Comet, SDSC’s petascale supercomputer

The NSF-funded Comet supercomputer at SDSC was one of several high-performance computers used by researchers to help confirm that the discovery of gravitational waves before a formal announcement was made.

On September 14, scientists detected gravitational waves by both of the NSF-funded Laser Interferometer Gravitational-Wave Observatory (LIGO) detectors, according to the agency’s February 11 announcement. The waves reached Earth from the southern hemisphere, passed through the Earth, and emerged at the Earth’s surface, first at the LIGO interferometer near Livingston, Louisiana, and then, seven milliseconds later and 1,890 miles away at the second LIGO interferometer, in Hanford, Washington.

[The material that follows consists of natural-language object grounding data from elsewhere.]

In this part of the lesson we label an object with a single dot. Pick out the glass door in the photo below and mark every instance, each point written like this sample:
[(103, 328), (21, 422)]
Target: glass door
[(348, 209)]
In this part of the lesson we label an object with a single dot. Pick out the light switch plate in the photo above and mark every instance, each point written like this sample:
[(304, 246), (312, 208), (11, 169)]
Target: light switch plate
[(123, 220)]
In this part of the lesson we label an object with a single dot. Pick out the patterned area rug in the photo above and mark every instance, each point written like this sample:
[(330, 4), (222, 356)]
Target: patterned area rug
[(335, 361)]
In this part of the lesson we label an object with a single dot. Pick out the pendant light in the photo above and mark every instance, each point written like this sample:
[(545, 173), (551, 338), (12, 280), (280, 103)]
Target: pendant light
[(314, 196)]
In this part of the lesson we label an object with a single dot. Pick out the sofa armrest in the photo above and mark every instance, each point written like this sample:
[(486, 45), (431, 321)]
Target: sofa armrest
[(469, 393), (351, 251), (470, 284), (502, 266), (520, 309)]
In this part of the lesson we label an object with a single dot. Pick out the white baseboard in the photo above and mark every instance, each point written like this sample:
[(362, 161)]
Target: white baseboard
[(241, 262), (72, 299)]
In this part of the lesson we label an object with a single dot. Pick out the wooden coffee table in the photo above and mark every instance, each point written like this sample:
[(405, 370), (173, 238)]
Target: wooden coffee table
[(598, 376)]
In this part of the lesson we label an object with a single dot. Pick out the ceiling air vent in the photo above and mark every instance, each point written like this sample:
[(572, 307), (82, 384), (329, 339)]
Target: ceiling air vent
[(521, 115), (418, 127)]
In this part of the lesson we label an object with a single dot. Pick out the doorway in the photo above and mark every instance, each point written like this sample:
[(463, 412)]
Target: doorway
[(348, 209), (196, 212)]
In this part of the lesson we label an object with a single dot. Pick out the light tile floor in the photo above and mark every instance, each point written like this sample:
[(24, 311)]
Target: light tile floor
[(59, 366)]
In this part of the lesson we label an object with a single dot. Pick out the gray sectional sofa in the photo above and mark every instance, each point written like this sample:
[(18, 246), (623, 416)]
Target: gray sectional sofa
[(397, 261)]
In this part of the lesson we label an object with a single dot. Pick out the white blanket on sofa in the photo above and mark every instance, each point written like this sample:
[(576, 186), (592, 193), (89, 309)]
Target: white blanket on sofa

Scientists soon realized they had the tell-tale “chirp” signature of two black holes merging. At the moment of the collision, about three times the mass of the sun was converted into gravitational waves with a peak power outlet of about 50 times that of the whole visible universe, according to the NSF/LIGO announcement.

The collision of the two black holes happened 1.3 billion years ago, generating waves that have been traveling through the universe ever since. The discovery, however, immediately rippled with full force throughout and beyond the astrophysics research community, confirming Einstein’s belief that gravitational waves existed. That belief was an outgrowth of his groundbreaking general theory of relativity, which depicted gravity as a distortion of space and time triggered by the presence of matter.

Until now, scientists had found only indirect evidence of their existence. Einstein correctly thought that by the time the gravitational waves reached us they would be much weaker, so weak no one would ever be able to measure them. That’s only because he likely could not have imagined today’s technology that enables LIGO’s two detectors to detect movements that are a tiny fraction of the width of an atomic nucleus.

A computer simulation shows the collision of two black holes, a tremendously powerful event detected for the first time ever by the Laser Interferometer Gravitational-Wave Observatory, or LIGO.